Convert ddp.jl to Column-Major #109

ZacCranko · 2016-05-03T07:58:14Z

Summary

This is a placeholder to convert the "row-major" code in ddp.jl to a more Julia friendly column-major layout. To that end the specification for R is now of dimension states x actions, and Q is of dimension states_tomorrow x states x actions.

There are two functions where we reap the benefits of the new data structures, in the computation of the product Q * v and in solving for the state wise max with s_wise_max!.

Technical Details

There is a new method defined for ctranspose for Array{T, 3} that transposes the old format Q to the new one. In particular permuting according to

@inbounds for i in 1:m, j in 1:n, k in 1:o
    Q_new[k,i,j] = Q_old[i,j,k]
end

Transposes of a three dimension matrix are somewhat arbitrary to define, but the reason I choose this particular configuration for Q is that it is the most efficient in defining the multiplication Q * v. This is because with the new-format Q the elements of the resulting matrix Q * v are given by inner products of v and the "columns" of Q.
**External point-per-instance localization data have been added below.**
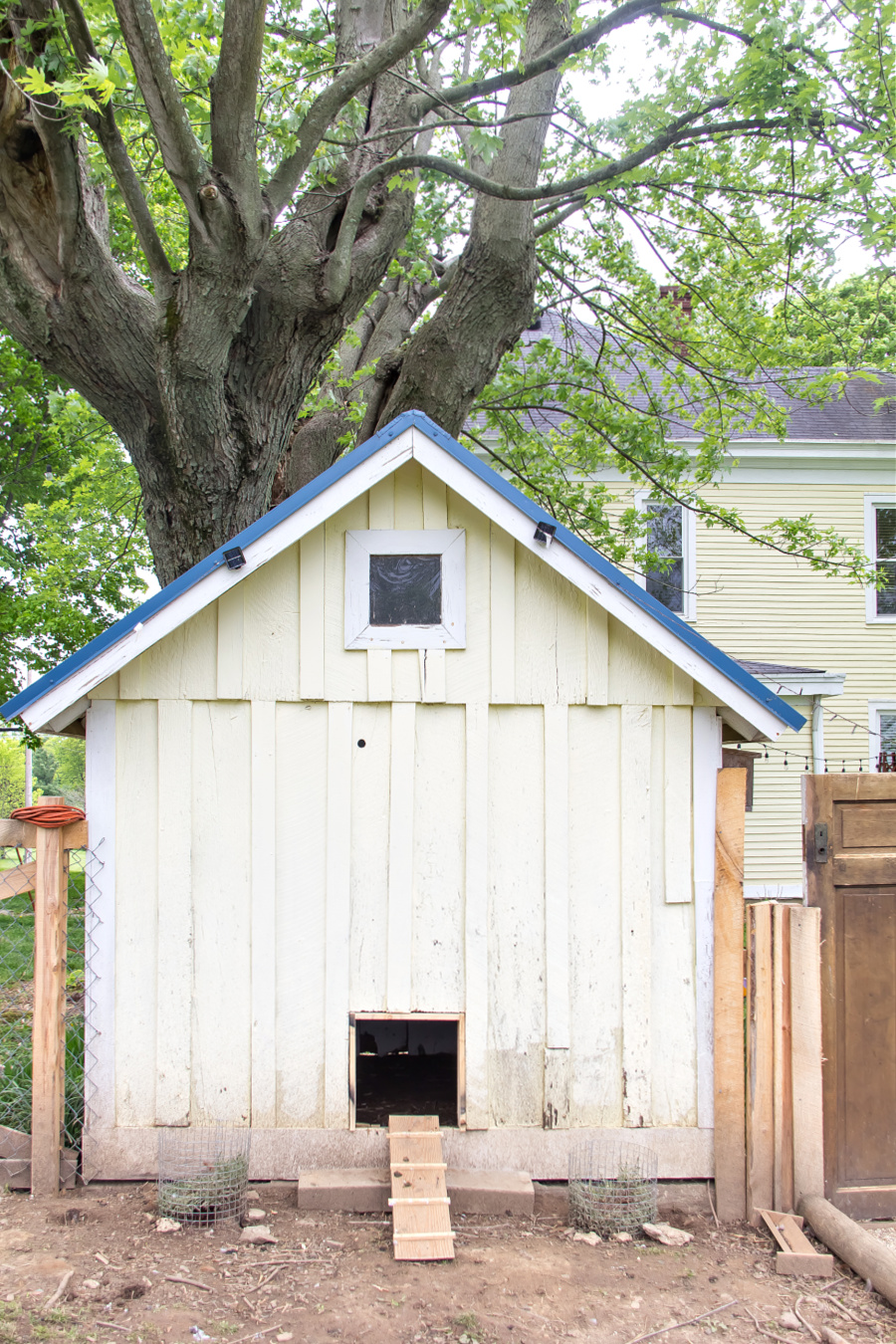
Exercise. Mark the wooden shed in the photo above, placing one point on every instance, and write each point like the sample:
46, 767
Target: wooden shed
403, 799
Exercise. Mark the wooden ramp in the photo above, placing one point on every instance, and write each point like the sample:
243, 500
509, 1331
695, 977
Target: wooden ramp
419, 1203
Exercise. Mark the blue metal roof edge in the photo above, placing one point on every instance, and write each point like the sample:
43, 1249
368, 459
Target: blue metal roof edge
700, 645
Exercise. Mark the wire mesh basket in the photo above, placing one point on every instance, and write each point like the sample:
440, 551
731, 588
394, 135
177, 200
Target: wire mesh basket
612, 1186
203, 1175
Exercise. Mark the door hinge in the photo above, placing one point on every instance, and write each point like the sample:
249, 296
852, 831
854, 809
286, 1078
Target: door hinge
821, 841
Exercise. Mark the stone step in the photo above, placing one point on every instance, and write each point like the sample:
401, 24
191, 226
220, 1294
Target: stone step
365, 1190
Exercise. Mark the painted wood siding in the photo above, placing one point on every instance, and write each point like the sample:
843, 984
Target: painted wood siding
503, 830
757, 603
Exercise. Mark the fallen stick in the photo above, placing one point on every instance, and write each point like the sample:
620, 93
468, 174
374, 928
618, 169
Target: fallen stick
677, 1325
64, 1285
873, 1260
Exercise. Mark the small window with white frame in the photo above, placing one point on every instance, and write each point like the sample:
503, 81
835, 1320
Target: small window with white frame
406, 590
670, 535
881, 736
880, 546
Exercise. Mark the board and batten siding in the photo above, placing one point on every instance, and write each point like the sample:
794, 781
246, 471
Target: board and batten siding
305, 830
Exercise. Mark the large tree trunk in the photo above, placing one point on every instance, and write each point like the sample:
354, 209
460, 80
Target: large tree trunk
204, 379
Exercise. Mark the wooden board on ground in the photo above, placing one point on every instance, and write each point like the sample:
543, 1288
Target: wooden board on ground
419, 1203
796, 1254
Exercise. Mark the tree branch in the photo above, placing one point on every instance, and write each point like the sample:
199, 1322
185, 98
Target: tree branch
113, 146
619, 18
234, 89
180, 150
340, 264
328, 104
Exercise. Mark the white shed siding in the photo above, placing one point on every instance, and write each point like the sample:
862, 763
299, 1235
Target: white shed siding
504, 843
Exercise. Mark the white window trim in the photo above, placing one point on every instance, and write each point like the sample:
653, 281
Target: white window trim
358, 548
688, 554
875, 709
872, 504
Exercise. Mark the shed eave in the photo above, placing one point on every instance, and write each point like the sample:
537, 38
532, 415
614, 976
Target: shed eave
412, 434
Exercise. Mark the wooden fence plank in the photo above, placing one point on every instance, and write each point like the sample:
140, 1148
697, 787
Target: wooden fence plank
729, 1003
804, 959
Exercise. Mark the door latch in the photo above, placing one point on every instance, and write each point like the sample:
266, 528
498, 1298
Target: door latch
821, 841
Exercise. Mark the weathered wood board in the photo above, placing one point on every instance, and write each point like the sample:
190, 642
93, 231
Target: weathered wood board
419, 1203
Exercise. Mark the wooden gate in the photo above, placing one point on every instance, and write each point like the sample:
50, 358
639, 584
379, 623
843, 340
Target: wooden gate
850, 871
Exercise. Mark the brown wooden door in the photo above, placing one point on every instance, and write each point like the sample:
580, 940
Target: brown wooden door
850, 872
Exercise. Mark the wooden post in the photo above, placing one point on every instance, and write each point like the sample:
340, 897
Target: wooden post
784, 1172
49, 1028
729, 998
761, 1129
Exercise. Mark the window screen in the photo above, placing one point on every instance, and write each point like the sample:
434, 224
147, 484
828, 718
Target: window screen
664, 538
887, 560
406, 588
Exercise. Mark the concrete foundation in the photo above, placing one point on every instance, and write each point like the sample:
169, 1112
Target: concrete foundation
365, 1190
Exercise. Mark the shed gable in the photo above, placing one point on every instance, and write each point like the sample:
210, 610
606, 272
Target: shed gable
533, 636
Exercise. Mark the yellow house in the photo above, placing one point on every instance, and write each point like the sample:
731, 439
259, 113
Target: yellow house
821, 642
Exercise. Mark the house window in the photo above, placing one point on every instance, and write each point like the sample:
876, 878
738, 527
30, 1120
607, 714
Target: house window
881, 734
669, 535
880, 545
406, 590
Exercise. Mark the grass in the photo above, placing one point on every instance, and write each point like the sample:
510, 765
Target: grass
16, 999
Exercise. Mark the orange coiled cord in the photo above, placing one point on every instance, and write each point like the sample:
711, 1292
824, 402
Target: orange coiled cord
51, 816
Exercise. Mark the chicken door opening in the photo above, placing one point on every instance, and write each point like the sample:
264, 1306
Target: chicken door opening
404, 1067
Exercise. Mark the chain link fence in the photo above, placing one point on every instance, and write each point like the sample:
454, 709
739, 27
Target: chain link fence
16, 1009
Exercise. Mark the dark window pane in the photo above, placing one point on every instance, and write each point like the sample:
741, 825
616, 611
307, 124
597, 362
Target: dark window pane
664, 533
666, 586
887, 534
887, 732
406, 588
664, 538
887, 595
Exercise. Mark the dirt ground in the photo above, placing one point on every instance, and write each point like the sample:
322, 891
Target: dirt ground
332, 1277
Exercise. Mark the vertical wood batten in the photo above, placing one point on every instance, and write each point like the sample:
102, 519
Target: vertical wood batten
677, 803
634, 769
300, 767
264, 914
311, 615
338, 785
476, 905
135, 916
706, 761
503, 609
381, 504
596, 652
49, 1029
434, 502
379, 675
557, 872
175, 914
230, 644
222, 911
400, 867
100, 914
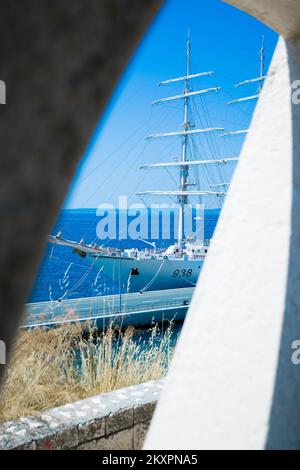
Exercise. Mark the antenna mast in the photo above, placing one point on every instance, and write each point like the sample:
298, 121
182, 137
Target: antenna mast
184, 170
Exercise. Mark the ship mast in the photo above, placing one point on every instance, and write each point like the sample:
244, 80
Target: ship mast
184, 169
187, 130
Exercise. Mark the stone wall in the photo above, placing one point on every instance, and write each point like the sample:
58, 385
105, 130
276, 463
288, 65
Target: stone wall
111, 421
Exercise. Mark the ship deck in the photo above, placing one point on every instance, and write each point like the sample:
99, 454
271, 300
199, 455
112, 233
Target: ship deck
132, 309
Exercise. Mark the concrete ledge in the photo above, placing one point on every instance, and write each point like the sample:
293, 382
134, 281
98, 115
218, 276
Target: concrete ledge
112, 421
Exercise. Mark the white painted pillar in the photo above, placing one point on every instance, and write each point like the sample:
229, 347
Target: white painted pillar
232, 384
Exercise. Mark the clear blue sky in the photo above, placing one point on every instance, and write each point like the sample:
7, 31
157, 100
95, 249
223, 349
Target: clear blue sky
224, 40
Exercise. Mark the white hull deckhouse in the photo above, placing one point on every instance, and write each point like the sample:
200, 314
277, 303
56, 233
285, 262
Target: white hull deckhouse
179, 265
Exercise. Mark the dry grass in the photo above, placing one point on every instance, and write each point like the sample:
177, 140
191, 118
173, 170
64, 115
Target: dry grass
49, 368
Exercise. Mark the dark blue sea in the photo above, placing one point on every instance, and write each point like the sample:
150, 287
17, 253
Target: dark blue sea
63, 274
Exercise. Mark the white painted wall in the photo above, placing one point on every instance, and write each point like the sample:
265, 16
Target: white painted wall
232, 384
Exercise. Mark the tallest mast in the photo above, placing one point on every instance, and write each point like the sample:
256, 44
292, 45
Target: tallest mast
186, 126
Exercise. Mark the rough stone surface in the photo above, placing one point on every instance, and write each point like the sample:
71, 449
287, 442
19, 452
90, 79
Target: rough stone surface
280, 15
139, 434
111, 421
60, 61
121, 420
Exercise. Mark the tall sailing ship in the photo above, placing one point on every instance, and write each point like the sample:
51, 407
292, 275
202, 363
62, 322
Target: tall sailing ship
137, 270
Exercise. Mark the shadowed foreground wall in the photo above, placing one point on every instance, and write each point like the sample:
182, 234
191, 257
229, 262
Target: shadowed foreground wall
60, 61
232, 383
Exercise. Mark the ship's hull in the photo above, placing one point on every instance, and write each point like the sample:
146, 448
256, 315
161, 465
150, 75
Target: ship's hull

@inbounds for i in 1:s, j in 1:a
    R[j, i] = dot(v, Q[:, i, j])
end

Similarly the s_wise_max! code now computes the max over the columns of the computed matrix R instead of the rows.

Comparison

Solving the ddp0 model from the tests with VFI:
Branch master:

================ Benchmark Results ========================
     Time per evaluation: 17.92 μs [17.04 μs, 18.79 μs]
Proportion of time in GC: 1.07% [0.36%, 1.77%]
        Memory allocated: 8.31 kb
   Number of allocations: 80 allocations
       Number of samples: 5201
   Number of evaluations: 284701
         R² of OLS model: 0.743
 Time spent benchmarking: 10.47 s

Branch transddp:

================ Benchmark Results ========================
     Time per evaluation: 11.84 μs [11.32 μs, 12.36 μs]
Proportion of time in GC: 1.73% [0.90%, 2.56%]
        Memory allocated: 8.05 kb
   Number of allocations: 76 allocations
       Number of samples: 5801
   Number of evaluations: 504201
         R² of OLS model: 0.765
 Time spent benchmarking: 10.54 s

These results can be computed with

Pkg.checkout("QuantEcon", "transddp") # new code
# `Pkg.checkout("QuantEcon", "master")` # use this for the old code
using QuantEcon, Benchmarks
beta = 0.95
n, m = 2, 2
R = [5.0 10.0; -1.0 -Inf]
Q = Array{Float64}(n, m, n)
Q[:, :, 1] = [0.5 0.0; 0.0 0.0]
Q[:, :, 2] = [0.5 1.0; 1.0 1.0]
ddp0 = DiscreteDP(R, Q, beta)

v_init = [0.0, 1.0]
solve(ddp0, v_init, VFI)
@benchmark solve(ddp0, v_init, VFI)

Some issues to be addressed before merging:

Currently the old tests are being run with ctranspose transposing R and Q to the new format. This is convenient for troubleshooting, but once we're happy I'll hardcode the tests, and we should consider removing the ctranspose method for Array{T, 3} either as part of this PR or at some later stage.
I need to write some additional tests for the new input verification code in the DiscreteDP constructor (which checks that Q is of the correct orientation, to stop users accidentally using the old format).
Currently there is a test failing in random_mc.jl. I'll fix this once everyone is happy with the code in ddp.jl

Update: I originally mistakenly said the new format Q matrix is states x states_tomorrow x actions, this has been fixed.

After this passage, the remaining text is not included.